What are those things that make you instantly feel better? Maybe it’s eating lunch in the park, stepping out for a cappuccino with a co-worker, or making it to yoga before your AM meeting. While these may be easy to identify, the key is in prioritizing and holding a consistent spot for them on your calendar.
Many of us put less value on the activities that don’t give us an obvious yield. We compare that lunch in the park to what we could get done if we shoveled our salad in at our desk while responding to emails.
The reality is that stress busters allow for us to tackle our work with more vigor and energy.
And although the ROI isn’t as measurable, the result of alleviating stress allows for more engagement in our work. Ignoring them can lead to resentment.
Right now, make time on your calendar for 4 stress busting activities, at least one a week. Go ahead, I’ll wait…
2. Know Your Prime Time
Is it just me or is the information around sleep and success confusing? One minute we’re hearing that 8 hours is necessary to function at our peak. The next we read about super successful people bragging on their 4 hours of sleep like Jack Dorsey, Twitter founder and Square CEO, and Marissa Mayer, CEO of Google.
There may not be an exact formula for sleep to high-quality functioning, so let’s look at it from a different angle.
Instead of figuring out how much sleep you need to function at your best, it’s easier to understand your chronotype, or your unique circadian rhythm.
According to the article “Social Jet Lag” in the NY Times, scientists suggest that our sleep and rise preferences are genetic. These studies show “further evidence that the urge to stay up late or to rise early is not a lifestyle choice but resides in our DNA.”
What does this have to do with finding happiness in our jobs? Well, it means when we identify when we’re most energetic and do our best work, we can optimize that time. For example, if you’re a late chronotype, aka a vampire, it’s best to tackle difficult, energy-consuming tasks in the evening. The same goes for the early bird chronotypes.
The idea here is not to fight your natural sleep and energy habits but to maximize them.
Talk to your boss and frame it in a way that’ll make her care.
Instead of saying, “I just realized I’m a night person so it’d be great if I can come in at 10am and stay a bit later to get my work done” (because who cares!?), try “I do my best work after work hours when I feel energized and focused. I’d like to try out a flexible schedule for the next 30 days where I come in at 10am and work from home in the evenings. I feel the quality of my work will improve exponentially from this small change.”
The key is in how you position your request.
It’s easy to get swept up in the tidal wave of a corporate career, especially when you’re successful. The best way to stay grounded is to check-in with yourself every few months. Just as you would if you owned a company, this critical step ensures you’re moving in the direction of your ultimate goal.

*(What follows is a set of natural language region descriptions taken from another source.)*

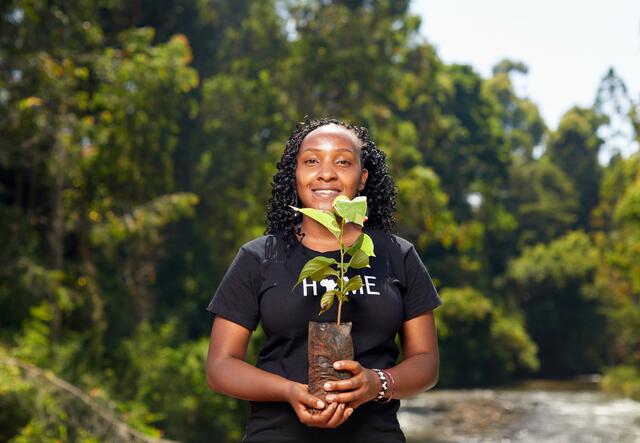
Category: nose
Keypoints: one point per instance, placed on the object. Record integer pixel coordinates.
(327, 172)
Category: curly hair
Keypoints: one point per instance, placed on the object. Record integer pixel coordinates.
(379, 187)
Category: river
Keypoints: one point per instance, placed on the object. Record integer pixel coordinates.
(536, 411)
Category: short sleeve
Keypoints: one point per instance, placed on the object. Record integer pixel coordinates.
(236, 298)
(421, 294)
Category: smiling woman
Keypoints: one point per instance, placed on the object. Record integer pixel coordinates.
(324, 159)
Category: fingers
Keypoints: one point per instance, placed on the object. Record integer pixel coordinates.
(348, 365)
(311, 401)
(338, 417)
(348, 397)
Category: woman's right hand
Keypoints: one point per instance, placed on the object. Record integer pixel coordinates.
(332, 415)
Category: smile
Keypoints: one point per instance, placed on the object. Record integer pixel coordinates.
(326, 192)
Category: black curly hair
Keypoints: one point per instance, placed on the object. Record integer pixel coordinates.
(379, 187)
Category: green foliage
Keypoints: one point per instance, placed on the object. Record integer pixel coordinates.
(320, 268)
(137, 143)
(553, 285)
(479, 342)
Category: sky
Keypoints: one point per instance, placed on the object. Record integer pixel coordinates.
(568, 45)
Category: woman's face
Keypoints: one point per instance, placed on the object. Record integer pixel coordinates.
(328, 164)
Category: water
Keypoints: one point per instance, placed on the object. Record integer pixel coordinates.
(549, 412)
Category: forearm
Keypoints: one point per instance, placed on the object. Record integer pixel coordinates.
(237, 378)
(415, 374)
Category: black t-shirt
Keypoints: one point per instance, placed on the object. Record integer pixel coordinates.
(257, 288)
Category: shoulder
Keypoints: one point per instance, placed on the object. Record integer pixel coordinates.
(266, 247)
(393, 242)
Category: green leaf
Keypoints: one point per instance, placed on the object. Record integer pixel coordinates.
(354, 211)
(323, 273)
(327, 301)
(312, 266)
(364, 243)
(359, 260)
(353, 284)
(325, 218)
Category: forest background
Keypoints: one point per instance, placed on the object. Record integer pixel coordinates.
(137, 143)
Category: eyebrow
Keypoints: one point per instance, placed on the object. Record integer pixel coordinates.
(322, 150)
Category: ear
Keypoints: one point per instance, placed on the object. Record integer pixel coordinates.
(363, 179)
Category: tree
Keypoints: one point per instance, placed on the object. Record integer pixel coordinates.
(574, 148)
(552, 285)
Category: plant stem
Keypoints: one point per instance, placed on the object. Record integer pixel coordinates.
(340, 296)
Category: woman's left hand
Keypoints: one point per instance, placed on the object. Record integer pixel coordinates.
(361, 388)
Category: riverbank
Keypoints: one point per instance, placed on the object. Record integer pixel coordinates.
(534, 411)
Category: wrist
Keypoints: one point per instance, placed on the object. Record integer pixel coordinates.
(288, 390)
(386, 386)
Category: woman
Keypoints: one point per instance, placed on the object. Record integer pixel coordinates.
(323, 159)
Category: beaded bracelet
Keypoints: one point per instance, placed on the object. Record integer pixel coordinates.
(393, 385)
(385, 377)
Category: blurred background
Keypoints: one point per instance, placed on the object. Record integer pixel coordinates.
(137, 144)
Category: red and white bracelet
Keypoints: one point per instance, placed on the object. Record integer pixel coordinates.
(385, 380)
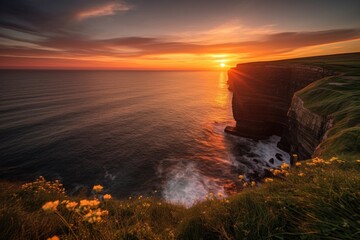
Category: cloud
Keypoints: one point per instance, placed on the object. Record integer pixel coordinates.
(130, 47)
(104, 10)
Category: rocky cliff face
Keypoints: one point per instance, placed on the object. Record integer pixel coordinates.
(262, 94)
(307, 128)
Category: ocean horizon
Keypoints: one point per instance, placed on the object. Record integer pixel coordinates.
(135, 132)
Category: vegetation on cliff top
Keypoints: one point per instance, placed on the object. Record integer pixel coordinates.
(337, 98)
(316, 199)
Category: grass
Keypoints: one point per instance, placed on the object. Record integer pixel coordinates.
(338, 98)
(320, 203)
(317, 200)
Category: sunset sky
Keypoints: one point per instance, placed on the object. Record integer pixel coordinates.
(165, 34)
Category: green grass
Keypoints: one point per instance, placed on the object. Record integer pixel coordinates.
(323, 204)
(338, 97)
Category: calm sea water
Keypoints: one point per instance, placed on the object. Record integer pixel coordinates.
(133, 132)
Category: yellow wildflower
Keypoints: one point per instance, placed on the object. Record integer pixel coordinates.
(95, 216)
(71, 205)
(267, 180)
(284, 166)
(54, 238)
(50, 206)
(276, 172)
(107, 197)
(89, 203)
(98, 188)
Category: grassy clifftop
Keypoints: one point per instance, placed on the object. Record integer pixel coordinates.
(339, 98)
(316, 199)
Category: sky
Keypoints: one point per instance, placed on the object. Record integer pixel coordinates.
(172, 34)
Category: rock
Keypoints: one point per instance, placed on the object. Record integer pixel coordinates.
(279, 157)
(262, 94)
(307, 128)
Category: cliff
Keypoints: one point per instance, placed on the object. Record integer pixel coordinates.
(262, 94)
(265, 100)
(307, 129)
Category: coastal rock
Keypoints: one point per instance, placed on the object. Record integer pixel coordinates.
(262, 94)
(307, 128)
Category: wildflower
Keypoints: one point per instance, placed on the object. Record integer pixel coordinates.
(89, 203)
(95, 216)
(71, 205)
(284, 166)
(267, 180)
(50, 206)
(98, 188)
(107, 197)
(54, 238)
(146, 204)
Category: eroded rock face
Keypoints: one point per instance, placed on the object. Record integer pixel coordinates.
(307, 128)
(262, 94)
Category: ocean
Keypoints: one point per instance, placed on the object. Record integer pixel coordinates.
(134, 132)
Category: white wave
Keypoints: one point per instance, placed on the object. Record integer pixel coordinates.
(186, 185)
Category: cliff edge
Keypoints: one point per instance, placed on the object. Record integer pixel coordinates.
(268, 99)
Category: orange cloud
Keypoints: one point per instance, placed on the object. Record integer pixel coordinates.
(104, 10)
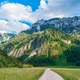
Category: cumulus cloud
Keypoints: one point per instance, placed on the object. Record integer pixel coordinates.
(13, 13)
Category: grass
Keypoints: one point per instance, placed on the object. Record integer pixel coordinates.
(35, 73)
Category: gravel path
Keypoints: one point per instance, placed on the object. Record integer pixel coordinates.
(50, 75)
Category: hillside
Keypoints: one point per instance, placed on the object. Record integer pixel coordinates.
(65, 24)
(5, 36)
(6, 61)
(42, 47)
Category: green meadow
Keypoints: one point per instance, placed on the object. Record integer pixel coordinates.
(35, 73)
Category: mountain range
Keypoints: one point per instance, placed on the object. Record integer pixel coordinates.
(48, 42)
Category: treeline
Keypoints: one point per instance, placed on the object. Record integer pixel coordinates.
(6, 61)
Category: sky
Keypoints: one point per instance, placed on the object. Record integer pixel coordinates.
(18, 15)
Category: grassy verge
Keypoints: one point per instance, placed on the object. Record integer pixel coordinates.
(35, 73)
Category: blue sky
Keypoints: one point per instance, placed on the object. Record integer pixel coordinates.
(18, 15)
(33, 3)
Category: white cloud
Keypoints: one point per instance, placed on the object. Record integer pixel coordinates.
(13, 13)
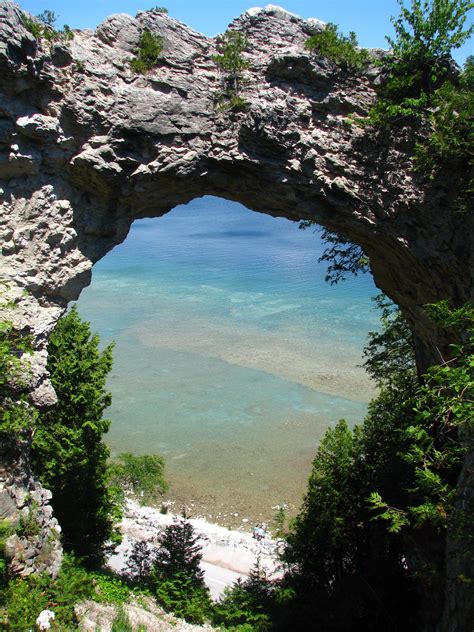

In my work with clients I often ask “What do you want to be known for?” or “What legacy do you want to leave behind?” Often times the response is something grand like “I want to have a made a difference,” or “I want to have done work I’m proud of.”
When looking at the work you’re doing today, it’s important to compare that against the legacy you want to leave.
Are the 40, 60, 80 hours you’re contributing to your job each week moving you toward that ultimate goal? I’m not trying to be dramatic, but waiting until later to do work that’s purposeful and impactful is a fool’s game.
I’m not suggesting you leave your job, move to Honduras and build wells (unless that’s your dream). But there are ways to structure your work to ensure you’re inching your way toward the big goals you want for your life.
Your work can still have an impact even on a smaller scale and it can be just as satisfying.
The right time to have this check in with yourself is now.
It’s time to take a sledgehammer to the compartments that separate the different areas of your life. When you make choices that serve the whole of who you are – understanding how to eliminate stress, when you do your best work and what you want to leave in your wake – the results are astonishing.
Living deliberately can make all the difference in how satisfied we are with our work. Take a cue from Pharrell Williams, now’s the time to be happy!